Xinjiang di persimpangan Belt Road dan Olimpiade Musim Dingin


BEIJING (Kabargadget) – Membicarakan Xinjiang memang tidak ada habisnya, bahkan bagi orang yang belum pernah mengunjungi wilayah paling barat China itu.

Etnis minoritas Uighur yang merupakan mayoritas penduduk Xinjiang selalu menjadi isu sentral.

Terorisme, ekstremisme, dan radikalisme agama terkait erat dengan etnis minoritas ini, yang secara lahiriah berbeda dengan etnis lain di China.

Uyghur di Xinjiang identik dengan Islam meskipun mereka bukan satu-satunya etnis minoritas Muslim di China.

Tajik, Kazakh, Salar, Mongol, dan Hui adalah etnis minoritas Muslim yang juga mendiami wilayah tingkat provinsi terbesar di China.

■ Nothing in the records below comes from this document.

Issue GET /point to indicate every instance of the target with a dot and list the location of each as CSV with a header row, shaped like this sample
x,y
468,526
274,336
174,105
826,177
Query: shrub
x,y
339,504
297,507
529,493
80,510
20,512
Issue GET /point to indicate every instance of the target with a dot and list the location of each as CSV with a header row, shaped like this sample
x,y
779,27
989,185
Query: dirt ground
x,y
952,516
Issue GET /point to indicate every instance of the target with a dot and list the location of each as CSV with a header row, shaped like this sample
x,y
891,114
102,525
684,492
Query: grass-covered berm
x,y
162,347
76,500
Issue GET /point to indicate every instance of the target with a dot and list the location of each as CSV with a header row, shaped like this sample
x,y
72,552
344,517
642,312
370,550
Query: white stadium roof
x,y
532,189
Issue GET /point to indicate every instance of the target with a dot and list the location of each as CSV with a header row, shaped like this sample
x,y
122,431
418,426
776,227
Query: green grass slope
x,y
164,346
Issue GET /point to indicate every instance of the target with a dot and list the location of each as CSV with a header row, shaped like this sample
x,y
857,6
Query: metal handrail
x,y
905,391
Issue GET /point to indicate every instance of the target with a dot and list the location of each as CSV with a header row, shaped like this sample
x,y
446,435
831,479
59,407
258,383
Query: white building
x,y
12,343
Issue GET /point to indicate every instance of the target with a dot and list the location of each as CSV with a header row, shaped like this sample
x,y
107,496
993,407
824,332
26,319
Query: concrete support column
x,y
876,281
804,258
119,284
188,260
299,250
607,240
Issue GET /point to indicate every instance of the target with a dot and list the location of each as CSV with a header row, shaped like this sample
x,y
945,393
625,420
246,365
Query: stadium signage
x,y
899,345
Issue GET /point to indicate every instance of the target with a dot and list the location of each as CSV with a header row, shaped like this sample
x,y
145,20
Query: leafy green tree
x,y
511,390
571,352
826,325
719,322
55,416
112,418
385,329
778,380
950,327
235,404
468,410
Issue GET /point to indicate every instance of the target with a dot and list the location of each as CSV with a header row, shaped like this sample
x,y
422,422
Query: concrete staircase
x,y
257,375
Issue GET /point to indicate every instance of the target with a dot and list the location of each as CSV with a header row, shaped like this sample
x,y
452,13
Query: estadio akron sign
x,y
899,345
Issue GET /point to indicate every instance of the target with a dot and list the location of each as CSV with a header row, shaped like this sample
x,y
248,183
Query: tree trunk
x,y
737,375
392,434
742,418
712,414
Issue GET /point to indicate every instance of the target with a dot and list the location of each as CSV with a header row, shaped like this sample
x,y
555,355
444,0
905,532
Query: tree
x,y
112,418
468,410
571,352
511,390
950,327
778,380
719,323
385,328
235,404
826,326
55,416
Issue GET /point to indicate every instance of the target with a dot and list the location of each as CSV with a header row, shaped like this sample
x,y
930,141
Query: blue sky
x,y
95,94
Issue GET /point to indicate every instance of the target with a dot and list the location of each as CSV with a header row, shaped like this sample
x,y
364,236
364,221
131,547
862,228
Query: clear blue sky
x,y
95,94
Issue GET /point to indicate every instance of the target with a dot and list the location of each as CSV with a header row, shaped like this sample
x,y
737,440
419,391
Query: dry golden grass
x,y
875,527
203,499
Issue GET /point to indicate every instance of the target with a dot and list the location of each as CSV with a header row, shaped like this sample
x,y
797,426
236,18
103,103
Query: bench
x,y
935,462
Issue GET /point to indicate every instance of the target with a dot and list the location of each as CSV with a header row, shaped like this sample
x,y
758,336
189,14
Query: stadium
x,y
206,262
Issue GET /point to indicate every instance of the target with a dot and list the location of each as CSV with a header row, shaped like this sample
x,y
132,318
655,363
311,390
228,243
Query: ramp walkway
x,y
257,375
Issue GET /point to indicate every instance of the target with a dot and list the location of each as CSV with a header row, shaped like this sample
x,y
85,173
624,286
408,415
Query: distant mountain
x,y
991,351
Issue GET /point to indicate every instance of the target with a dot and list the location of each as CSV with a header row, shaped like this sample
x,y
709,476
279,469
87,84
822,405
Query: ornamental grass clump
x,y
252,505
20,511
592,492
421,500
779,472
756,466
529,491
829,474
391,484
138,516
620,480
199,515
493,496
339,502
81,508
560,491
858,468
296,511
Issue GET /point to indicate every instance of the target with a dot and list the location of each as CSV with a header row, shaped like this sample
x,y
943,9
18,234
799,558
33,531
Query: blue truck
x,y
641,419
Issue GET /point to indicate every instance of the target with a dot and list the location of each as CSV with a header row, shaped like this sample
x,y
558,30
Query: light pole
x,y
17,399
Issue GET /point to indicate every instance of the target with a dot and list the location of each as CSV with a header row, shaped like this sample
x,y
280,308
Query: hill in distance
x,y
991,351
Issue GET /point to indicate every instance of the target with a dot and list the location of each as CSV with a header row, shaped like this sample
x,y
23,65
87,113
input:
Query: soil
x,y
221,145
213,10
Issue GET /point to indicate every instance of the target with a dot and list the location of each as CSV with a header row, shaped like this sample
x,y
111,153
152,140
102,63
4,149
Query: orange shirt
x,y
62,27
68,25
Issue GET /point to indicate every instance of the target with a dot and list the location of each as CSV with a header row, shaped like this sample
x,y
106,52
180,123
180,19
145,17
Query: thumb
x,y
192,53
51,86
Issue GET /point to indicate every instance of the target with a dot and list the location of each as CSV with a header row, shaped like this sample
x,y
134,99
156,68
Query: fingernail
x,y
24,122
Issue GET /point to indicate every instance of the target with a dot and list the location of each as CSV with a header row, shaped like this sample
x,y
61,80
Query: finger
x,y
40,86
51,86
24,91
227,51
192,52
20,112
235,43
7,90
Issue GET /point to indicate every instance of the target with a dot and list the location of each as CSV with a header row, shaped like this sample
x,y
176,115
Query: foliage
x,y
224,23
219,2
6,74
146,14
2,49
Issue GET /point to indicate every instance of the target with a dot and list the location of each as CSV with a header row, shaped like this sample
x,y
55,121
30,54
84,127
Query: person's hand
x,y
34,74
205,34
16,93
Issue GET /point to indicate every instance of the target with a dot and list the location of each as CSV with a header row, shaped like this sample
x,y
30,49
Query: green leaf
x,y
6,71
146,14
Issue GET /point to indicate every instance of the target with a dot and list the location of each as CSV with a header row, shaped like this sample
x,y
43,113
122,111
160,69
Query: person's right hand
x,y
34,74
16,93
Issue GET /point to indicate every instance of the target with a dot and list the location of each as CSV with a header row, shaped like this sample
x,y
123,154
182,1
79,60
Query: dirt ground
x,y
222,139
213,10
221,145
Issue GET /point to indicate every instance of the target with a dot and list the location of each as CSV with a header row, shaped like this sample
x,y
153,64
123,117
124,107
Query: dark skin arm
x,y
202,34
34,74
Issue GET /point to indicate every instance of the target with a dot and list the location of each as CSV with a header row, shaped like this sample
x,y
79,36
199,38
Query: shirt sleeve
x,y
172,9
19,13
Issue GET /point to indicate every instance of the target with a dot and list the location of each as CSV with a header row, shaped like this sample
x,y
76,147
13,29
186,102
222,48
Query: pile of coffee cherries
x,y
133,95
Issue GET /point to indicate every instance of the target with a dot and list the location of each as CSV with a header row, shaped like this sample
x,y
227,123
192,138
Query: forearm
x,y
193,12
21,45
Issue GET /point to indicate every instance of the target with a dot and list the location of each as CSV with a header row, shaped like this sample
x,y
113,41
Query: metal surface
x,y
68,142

Faktanya, Xinjiang bukan hanya orang Uighur. Ada Tianshan, gunung indah berselimut salju yang membentengi China dengan negara-negara di utara, barat, dan selatan dari Mongolia, Rusia, Kazakhstan, Tajikistan, Afghanistan, Pakistan, hingga India.

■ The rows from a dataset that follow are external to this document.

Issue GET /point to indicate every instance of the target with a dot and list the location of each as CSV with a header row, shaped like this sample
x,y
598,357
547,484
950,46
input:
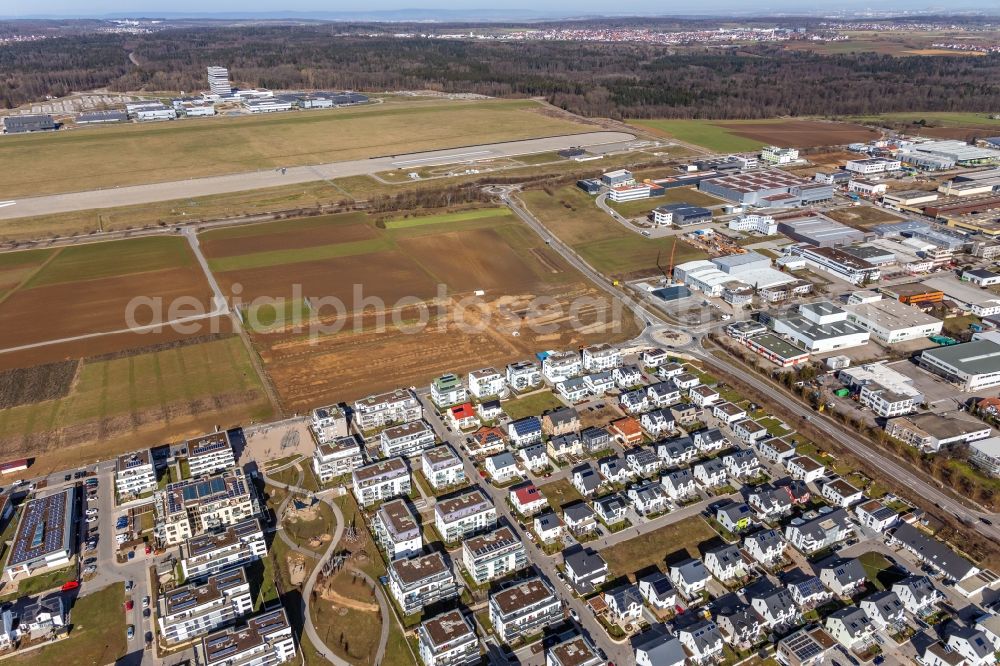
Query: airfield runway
x,y
239,182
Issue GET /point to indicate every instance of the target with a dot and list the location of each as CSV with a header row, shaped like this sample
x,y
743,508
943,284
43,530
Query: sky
x,y
70,8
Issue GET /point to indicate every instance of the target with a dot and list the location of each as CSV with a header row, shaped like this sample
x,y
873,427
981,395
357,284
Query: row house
x,y
382,409
493,555
486,383
463,515
561,365
421,581
598,358
628,376
406,439
523,376
380,481
397,530
442,467
337,457
524,609
447,640
527,500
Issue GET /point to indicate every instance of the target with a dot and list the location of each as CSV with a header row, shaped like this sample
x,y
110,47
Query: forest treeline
x,y
593,79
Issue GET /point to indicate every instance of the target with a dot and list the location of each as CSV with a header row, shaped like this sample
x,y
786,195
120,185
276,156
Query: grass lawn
x,y
97,633
652,548
531,405
152,152
702,133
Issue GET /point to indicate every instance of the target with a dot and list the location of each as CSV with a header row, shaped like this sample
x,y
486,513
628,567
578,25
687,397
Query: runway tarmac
x,y
238,182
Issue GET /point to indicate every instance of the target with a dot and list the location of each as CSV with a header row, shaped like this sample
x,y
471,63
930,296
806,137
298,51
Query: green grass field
x,y
702,133
131,154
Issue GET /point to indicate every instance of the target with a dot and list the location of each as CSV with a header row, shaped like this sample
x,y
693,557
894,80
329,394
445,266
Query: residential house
x,y
447,640
742,464
627,431
726,563
421,581
885,610
813,535
624,604
527,500
585,480
844,577
523,375
703,641
679,484
918,594
710,473
580,519
524,609
689,577
766,547
735,516
549,527
463,515
841,493
728,413
502,468
614,470
658,591
525,432
486,383
534,457
628,376
597,358
805,469
493,555
775,607
657,422
563,447
663,394
648,498
611,508
574,389
643,461
635,401
851,627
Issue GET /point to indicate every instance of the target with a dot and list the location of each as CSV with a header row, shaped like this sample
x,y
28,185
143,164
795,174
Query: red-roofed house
x,y
527,499
463,416
628,430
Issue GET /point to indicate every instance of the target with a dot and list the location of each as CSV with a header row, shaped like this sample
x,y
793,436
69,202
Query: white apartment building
x,y
406,439
190,611
524,609
336,458
599,358
486,383
134,473
397,530
265,640
380,481
421,581
194,506
448,640
234,546
561,365
383,409
442,467
493,555
209,454
523,375
464,515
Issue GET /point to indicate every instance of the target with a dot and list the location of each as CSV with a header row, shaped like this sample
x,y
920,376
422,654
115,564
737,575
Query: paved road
x,y
200,187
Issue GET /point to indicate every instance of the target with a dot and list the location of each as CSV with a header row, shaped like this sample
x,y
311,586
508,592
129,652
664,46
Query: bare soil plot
x,y
802,133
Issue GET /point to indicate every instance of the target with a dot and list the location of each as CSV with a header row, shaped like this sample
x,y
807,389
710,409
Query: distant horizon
x,y
386,11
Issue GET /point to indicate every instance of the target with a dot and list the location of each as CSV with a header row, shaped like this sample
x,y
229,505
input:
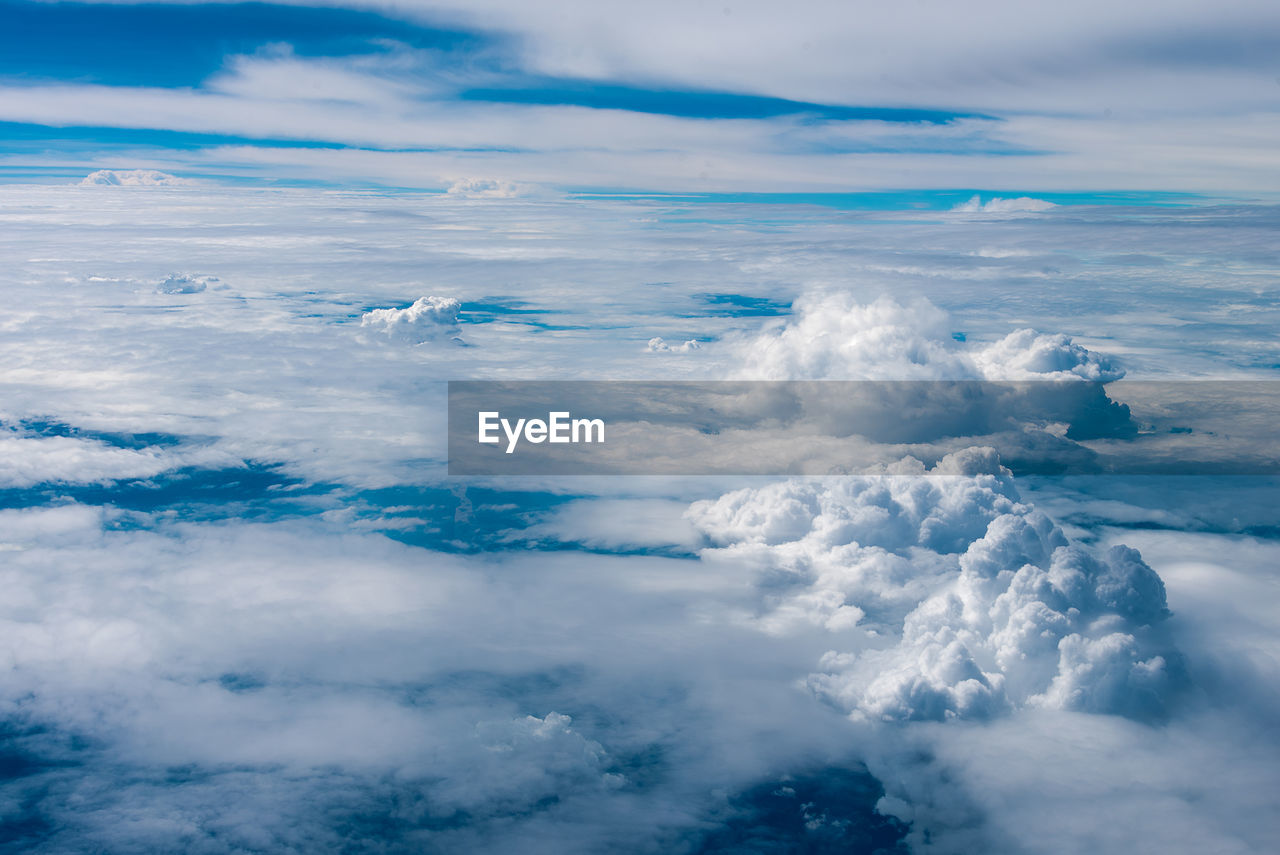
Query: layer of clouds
x,y
309,684
1092,100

Belum lagi seni dan budaya yang dilestarikan secara turun temurun oleh etnis Uighur menambah panjang daftar kekayaan tak berwujud yang dimiliki Xinjiang.

Baca juga: Grand Bazaar Jadi Objek Favorit Liburan Hari Buruh di Xinjiang

Keindahan panorama, kekayaan tradisi, dan keragaman kuliner yang dominan dengan cita rasa khas Timur Tengah menjadikan Xinjiang magnet bagi wisatawan, baik domestik maupun mancanegara.

Kota Kashgar dan Kota Urumqi masih dikunjungi jutaan wisatawan domestik selama musim liburan Hari Nasional, 1-8 Oktober.

Turis domestik mendominasi karena China belum membuka pintu bagi turis asing. Standar China masih terlalu tinggi, nol kasus COVID-19!

Jangankan turis asing, mahasiswa asing masih belum diperbolehkan untuk kembali ke China, meskipun otoritas setempat telah berulang kali membahas pembukaan untuk kalangan ini.

Sebelum pandemi, Kashgar bisa dikunjungi tiga juta turis setahun, kata seorang pejabat Pemerintah Daerah Otonomi Xinjiang kepada Kabargadget di sela-sela kunjungan ke kota yang berbatasan dengan Afghanistan dan Pakistan pada April itu.

Tentu saja ia sangat ingin melihat kawasan Kota Tua dan Masjid Idkah yang menjadi ikon Kashgar kembali dipenuhi turis, seperti di masa-masa sebelum pandemi COVID-19.

Stigma dan Trauma
Xinjiang masih belum mampu menghapus pengalaman buruk serangkaian konflik horizontal yang berlangsung relatif lama.

Meski bara konflik sudah padam, trauma itu masih belum hilang. Belum lagi stigma terhadap etnis tertentu yang justru menimbulkan masalah baru.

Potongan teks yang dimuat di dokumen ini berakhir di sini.